How long do the membranes last, and what costs are involved?
Typically three to five years, depending on water quality. With good prefiltration, they can last longer—sometimes over five years. Prefiltration is essential to avoid fouling or particulate contamination. High Flow filters are the preferred prefiltration option in many beverage applications.
So filter up front, keep the membranes clean, run cleaning processes as needed, and they’ll last three-plus years.
Exactly.
What technologies does this replace?
Primarily vacuum towers or deaeration towers. The membrane’s surface area-to-volume ratio is about 10x higher, making it much smaller. Additional pumps aren’t needed. In other industries, it can reduce chemical costs by replacing oxygen scavengers or ion exchange beds. In carbonation, it offers more precise control than stones, ensuring consistency—especially valued in the wine industry.
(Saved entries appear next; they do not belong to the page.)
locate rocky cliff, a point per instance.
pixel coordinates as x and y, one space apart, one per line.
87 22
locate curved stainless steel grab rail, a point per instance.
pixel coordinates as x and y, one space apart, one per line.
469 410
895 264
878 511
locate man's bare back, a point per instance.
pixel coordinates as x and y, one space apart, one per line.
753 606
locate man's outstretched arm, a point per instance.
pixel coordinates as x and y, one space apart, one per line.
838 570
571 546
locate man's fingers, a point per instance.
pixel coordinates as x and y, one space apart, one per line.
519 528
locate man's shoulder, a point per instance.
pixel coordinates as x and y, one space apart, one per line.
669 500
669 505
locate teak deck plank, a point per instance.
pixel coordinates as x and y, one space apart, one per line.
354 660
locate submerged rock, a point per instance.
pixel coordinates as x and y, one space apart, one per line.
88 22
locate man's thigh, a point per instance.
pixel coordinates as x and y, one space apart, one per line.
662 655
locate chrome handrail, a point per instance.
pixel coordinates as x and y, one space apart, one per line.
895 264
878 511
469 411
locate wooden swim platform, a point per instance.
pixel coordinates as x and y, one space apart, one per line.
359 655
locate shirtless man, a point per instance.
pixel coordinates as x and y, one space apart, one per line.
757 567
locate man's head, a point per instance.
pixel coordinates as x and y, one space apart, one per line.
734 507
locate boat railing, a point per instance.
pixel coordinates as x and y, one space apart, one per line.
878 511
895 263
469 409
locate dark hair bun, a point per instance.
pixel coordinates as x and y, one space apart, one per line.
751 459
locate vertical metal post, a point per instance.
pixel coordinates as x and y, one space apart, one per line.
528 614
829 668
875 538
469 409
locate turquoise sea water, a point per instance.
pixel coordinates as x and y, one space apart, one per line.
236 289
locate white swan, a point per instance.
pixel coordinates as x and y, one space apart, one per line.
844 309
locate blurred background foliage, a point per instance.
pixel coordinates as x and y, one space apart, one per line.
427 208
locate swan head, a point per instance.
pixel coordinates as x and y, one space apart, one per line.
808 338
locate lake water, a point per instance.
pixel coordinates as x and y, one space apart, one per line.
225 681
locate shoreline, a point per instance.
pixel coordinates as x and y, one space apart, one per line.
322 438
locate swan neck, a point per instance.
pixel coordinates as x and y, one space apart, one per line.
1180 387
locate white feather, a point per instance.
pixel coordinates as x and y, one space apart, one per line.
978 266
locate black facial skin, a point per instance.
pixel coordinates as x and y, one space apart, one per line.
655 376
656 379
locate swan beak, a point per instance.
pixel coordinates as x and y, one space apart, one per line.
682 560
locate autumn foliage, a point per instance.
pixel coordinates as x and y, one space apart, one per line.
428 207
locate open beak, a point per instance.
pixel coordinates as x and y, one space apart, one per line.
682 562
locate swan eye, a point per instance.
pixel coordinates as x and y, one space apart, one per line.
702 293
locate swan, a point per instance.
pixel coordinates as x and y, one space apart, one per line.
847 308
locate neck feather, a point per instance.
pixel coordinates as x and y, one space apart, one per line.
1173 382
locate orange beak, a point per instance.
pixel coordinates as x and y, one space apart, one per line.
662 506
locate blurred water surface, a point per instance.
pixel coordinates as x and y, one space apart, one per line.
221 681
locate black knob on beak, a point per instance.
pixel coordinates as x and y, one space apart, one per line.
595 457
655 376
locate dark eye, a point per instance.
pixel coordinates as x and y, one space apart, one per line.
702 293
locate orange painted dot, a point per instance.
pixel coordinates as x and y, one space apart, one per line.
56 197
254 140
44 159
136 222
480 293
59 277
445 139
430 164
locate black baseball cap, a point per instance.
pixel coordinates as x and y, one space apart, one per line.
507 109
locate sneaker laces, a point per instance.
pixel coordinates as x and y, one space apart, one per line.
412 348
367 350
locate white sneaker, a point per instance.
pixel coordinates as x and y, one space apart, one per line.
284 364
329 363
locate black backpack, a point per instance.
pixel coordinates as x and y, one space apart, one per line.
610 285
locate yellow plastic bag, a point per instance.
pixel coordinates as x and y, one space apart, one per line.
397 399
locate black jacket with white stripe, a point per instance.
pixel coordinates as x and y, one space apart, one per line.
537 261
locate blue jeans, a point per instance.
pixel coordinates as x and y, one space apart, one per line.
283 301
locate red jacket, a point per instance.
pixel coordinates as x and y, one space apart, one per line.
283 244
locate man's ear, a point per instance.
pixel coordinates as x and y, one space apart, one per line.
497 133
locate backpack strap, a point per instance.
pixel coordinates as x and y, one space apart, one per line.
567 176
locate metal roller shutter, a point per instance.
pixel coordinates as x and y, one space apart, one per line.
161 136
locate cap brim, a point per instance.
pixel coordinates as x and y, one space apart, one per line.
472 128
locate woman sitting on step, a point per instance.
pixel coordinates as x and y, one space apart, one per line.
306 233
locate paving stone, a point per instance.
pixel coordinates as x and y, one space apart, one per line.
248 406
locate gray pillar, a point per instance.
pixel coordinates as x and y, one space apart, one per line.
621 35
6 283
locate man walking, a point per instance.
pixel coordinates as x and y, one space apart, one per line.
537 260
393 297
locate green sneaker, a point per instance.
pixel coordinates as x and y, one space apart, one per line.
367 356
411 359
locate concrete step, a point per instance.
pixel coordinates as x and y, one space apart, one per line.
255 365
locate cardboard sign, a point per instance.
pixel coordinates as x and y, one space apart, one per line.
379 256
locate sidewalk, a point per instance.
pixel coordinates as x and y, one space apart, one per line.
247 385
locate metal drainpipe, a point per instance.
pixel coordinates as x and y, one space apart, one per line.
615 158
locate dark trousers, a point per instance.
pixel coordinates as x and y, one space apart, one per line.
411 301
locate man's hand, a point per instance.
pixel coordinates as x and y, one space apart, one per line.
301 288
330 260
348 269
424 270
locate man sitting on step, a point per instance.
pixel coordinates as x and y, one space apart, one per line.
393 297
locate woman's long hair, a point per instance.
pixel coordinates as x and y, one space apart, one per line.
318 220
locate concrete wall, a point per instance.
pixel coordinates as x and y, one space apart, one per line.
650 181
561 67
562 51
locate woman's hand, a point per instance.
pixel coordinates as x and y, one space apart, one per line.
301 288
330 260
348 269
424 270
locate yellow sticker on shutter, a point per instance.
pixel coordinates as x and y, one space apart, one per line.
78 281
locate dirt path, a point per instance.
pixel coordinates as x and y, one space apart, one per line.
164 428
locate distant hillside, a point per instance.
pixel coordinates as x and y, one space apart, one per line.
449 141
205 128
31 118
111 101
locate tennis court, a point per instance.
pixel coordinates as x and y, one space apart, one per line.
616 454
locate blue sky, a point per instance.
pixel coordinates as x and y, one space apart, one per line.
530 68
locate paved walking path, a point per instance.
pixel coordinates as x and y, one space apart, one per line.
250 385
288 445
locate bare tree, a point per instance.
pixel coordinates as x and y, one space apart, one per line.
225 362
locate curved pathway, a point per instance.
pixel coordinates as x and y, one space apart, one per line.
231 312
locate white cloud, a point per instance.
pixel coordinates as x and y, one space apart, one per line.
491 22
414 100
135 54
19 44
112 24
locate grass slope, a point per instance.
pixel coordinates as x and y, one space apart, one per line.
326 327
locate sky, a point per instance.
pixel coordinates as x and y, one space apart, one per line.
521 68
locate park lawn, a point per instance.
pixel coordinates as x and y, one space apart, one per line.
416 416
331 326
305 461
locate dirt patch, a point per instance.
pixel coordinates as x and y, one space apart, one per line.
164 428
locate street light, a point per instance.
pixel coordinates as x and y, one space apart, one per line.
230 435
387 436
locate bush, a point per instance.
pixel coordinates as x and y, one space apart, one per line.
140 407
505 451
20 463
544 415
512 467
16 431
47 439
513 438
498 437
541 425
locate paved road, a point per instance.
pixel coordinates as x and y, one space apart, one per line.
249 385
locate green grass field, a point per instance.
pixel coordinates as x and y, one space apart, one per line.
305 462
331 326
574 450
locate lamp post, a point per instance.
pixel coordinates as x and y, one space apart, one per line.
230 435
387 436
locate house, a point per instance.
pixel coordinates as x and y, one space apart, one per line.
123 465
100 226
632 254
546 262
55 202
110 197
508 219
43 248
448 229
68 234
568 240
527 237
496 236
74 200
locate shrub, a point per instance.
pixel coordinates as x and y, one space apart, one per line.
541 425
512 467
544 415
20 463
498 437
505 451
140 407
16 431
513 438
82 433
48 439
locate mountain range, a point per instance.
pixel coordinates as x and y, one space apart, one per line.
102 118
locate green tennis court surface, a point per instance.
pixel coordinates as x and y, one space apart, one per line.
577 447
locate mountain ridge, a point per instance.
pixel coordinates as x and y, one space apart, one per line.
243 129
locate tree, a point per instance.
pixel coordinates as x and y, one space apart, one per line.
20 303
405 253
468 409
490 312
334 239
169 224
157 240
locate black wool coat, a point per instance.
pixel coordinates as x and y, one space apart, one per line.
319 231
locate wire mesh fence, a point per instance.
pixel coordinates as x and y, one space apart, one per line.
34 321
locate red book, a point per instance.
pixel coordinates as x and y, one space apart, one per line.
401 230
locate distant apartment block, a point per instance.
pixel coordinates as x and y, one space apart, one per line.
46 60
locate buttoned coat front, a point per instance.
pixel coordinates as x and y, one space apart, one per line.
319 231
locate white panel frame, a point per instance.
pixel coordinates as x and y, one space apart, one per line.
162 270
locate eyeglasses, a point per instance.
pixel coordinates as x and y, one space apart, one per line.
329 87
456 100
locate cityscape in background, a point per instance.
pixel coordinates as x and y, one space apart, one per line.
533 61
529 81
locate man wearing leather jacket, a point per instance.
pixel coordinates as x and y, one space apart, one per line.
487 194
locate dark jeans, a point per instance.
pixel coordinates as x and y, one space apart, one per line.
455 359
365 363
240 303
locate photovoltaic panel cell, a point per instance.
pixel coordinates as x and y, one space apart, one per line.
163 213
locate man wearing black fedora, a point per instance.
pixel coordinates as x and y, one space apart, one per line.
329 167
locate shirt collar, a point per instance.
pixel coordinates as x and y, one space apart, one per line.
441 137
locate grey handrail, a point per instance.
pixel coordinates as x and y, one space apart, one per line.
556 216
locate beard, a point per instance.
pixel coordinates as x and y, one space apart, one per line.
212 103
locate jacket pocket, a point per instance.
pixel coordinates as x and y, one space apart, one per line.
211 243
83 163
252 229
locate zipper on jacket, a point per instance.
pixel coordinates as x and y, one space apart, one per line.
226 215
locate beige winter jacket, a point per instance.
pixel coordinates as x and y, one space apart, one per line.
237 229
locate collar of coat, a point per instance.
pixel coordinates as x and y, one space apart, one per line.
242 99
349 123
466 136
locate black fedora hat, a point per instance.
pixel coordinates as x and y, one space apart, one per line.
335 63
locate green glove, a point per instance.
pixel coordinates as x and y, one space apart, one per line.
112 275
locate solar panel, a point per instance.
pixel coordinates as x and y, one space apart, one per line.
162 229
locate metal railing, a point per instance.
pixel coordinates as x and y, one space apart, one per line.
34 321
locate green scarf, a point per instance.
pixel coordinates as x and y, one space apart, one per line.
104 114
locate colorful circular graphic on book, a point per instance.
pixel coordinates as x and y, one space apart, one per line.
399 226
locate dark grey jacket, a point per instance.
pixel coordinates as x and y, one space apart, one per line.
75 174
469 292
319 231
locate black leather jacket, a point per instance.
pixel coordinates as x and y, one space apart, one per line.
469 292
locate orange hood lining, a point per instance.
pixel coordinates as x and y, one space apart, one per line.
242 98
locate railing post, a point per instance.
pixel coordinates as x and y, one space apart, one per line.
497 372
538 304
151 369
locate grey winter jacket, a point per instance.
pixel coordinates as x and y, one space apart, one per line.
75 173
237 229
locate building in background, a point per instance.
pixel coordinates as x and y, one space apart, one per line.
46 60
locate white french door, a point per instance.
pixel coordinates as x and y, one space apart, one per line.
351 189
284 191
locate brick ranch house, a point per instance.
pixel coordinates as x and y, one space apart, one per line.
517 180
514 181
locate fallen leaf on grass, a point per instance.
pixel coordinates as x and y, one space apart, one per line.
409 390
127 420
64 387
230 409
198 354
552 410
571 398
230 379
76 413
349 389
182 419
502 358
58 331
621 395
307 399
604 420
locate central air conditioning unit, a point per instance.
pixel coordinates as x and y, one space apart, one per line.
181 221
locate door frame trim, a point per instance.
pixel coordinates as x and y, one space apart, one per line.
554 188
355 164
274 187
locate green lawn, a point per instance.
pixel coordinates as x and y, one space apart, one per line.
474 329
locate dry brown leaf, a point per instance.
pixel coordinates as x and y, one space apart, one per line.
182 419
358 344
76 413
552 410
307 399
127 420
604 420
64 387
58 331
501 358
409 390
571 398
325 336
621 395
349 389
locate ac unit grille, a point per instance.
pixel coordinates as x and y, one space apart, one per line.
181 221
That makes sense. With carb stones you often need a hold tank to equalize, but membranes provide precise, consistent inline control.
Correct.
So let’s take a look at the system on the floor. These contactors are compact—this one uses 8×20 membranes (8 inches in diameter by 20 inches long). We make sizes as small as 2.5×8 inches and as large as 14×40. They’re modular, so multiple contactors can be added in parallel for larger flow rates.
For food and beverage, the housings are stainless steel. For industrial applications, we use PVC. For high-purity microelectronics, we use fiber-reinforced plastics.
In this skid, the process works as follows: water is filtered first, then flows into the first contactor, through the second contactor in series, and out with the dissolved oxygen removed. Gas is fed into the contactors in parallel through ports at the top, and a vacuum pump on the backside creates the favorable environment to pull oxygen out of the water into the gas stream. To operate, you simply turn on the vacuum pump and open the water and gas valves.
In beverage applications, where colder liquids are common, you can add more contactors in series if needed to reach single-digit parts per billion oxygen levels. This particular rental unit is designed for 10–40 gallons per minute, targeting single-digit ppb levels. Systems can range from 10–15 gpm up to 500 gpm.
Compared to towers, membrane technology can achieve the same low oxygen levels with less vacuum demand and lower utility costs. In practice, it’s been run down to one to two ppb.
We appreciate you taking the time to walk through this. I’m Monty with Deutsche Beverage and Process, and this is Joel Cardona with 3M Liqui-Cel. Together, we integrate Liqui-Cel membrane technology into complete stainless solutions for customers worldwide.